We continued our focus on enhancing the long-term sustainability of our competitive advantage by evolving our brand portfolio and by driving innovation in our digital and loyalty offer. We rolled out new formats across our Holiday Inn Brand Family which deliver significant uplifts in guest satisfaction and improved returns for owners, built momentum for our HUALUXE and EVEN Hotels brands, and took Kimpton Hotels & Restaurants and Hotel Indigo into new markets. We also strengthened our loyalty proposition through initiatives including ‘Your Rate’ helping to drive a 16% increase in member enrolments.
The fundamentals for the hospitality industry remain compelling. Despite the uncertain environment in some markets, we remain confident in the outlook for the year ahead, as well as our ability to deliver sustainable growth into the future.”

Financial Highlights
Strong underlying revenue growth driven by both RevPAR and rooms
Global comparable RevPAR up 1.8% (Q4: 1.7%), led by rate up 1.2%, and record occupancy levels.
Net room growth of 3.1%, including 8.8% in Greater China. 40k room openings, ~90% in our priority markets.
$24.5bn total gross revenue from hotels in IHG’s system (up 2% year-on-year; 4% CER).
High quality business model, continuing margin growth and low capital intensity drives operating cash flows
> 95% profit from the fee business; ~85% of fee revenue linked directly to hotel revenues.
Group fee margin of 48.8%, up 3.3%pts (2.5%pts CER); strong progression through efficiency improvements.
Net capital expenditure of $185m (gross $241m).

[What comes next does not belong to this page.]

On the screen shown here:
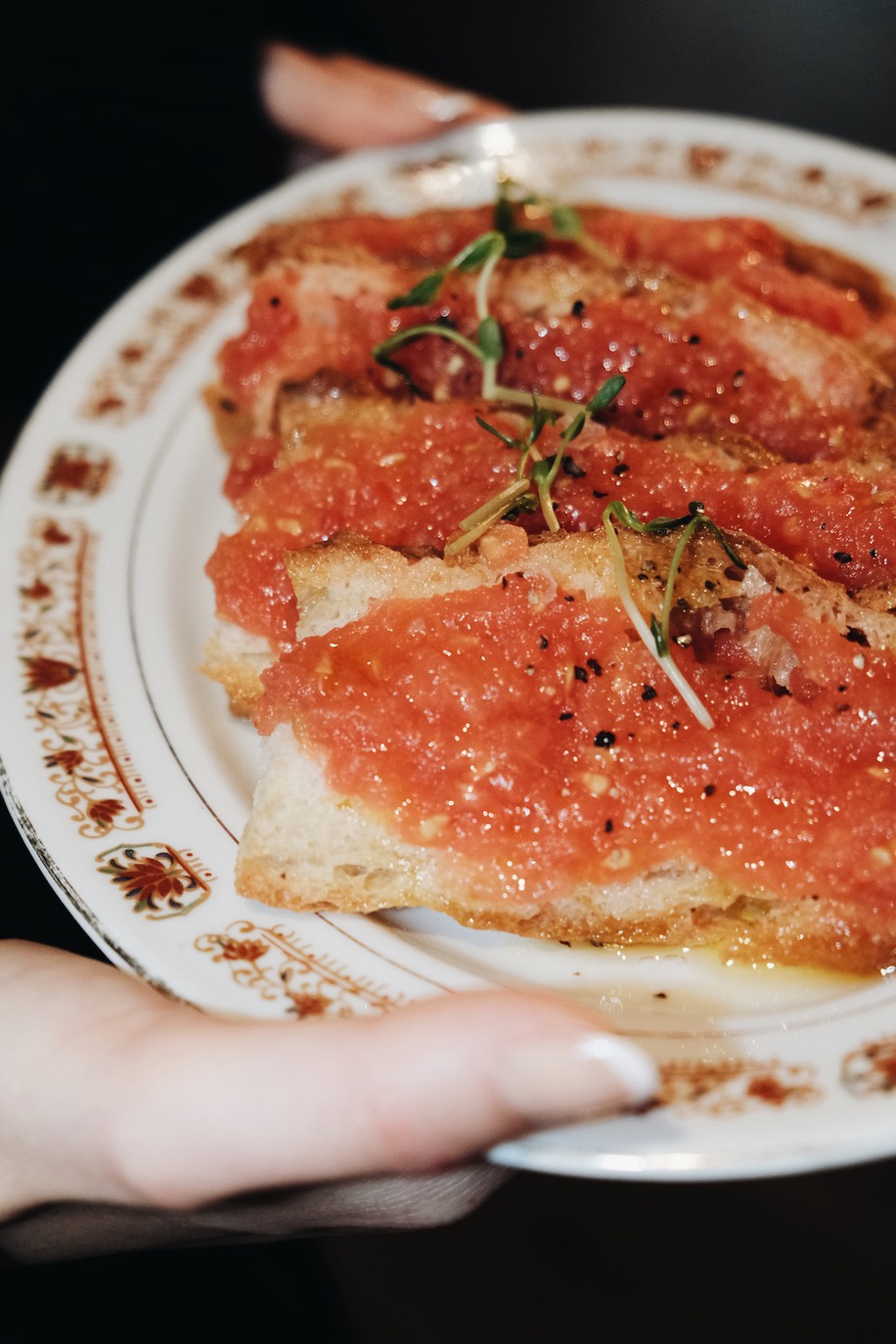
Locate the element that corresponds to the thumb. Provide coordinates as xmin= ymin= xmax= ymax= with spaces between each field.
xmin=260 ymin=43 xmax=509 ymax=151
xmin=118 ymin=991 xmax=657 ymax=1205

Focused investments in brands and new Guest Reservation System, in which we will invest a further ~$90m in 2017 within existing capex guidance of up to $350m gross.

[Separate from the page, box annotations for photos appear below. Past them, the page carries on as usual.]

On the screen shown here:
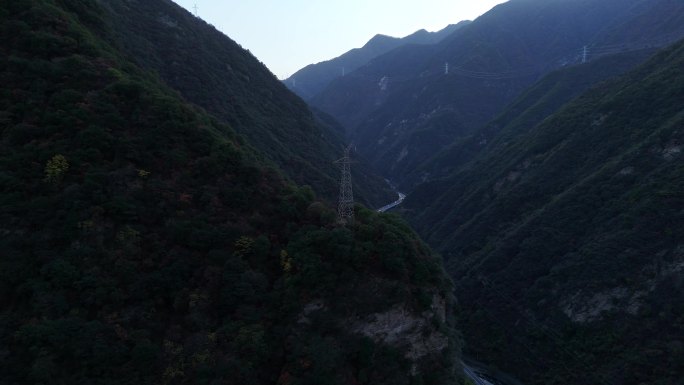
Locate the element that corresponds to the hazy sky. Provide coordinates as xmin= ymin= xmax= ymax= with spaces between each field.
xmin=174 ymin=0 xmax=505 ymax=79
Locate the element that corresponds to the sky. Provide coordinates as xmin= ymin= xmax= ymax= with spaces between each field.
xmin=168 ymin=0 xmax=505 ymax=79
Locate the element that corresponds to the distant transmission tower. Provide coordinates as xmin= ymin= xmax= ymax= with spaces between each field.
xmin=335 ymin=144 xmax=354 ymax=224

Commitment to efficient balance sheet and driving shareholder returns
$400m will be returned to shareholders via a special dividend with share consolidation, to be paid in Q2 2017.

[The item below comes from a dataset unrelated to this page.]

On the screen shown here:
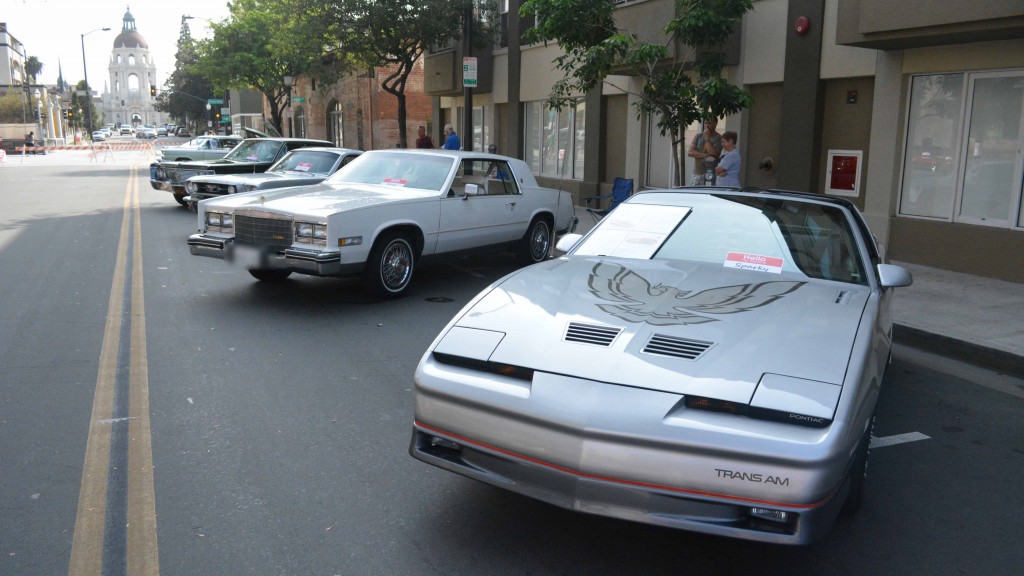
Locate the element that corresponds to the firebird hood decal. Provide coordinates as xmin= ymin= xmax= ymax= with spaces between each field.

Total returns since 2003 of $12.8bn, nearly $5bn of which is from underlying operations.
Year-end net debt:EBITDA of 1.9x, or 2.4x on a proforma basis assuming payment of the special dividend.
Proposed 11% increase in total dividend to 94.0¢ reflects confidence in our long-term sustainable future growth.

Strategic progress to enhance our long term competitive advantage
Strengthening our preferred brands
Expanded our luxury footprint and InterContinental Hotels & Resorts’ position as the largest luxury hotel brand with eight openings globally, including five in Greater China, and our highest room signings since 2008.
Strengthened our boutique portfolio, with six Kimpton openings including our first outside the US in Grand Cayman, three EVEN Hotels openings including two in New York and our first franchise, and opened our 75th Hotel Indigo.
Progressed the next phase of the Crowne Plaza refresh, announced in June, to accelerate growth in the Americas supported by $200m investment over 3 years (~$100m system funded, ~$100m within existing capex guidance).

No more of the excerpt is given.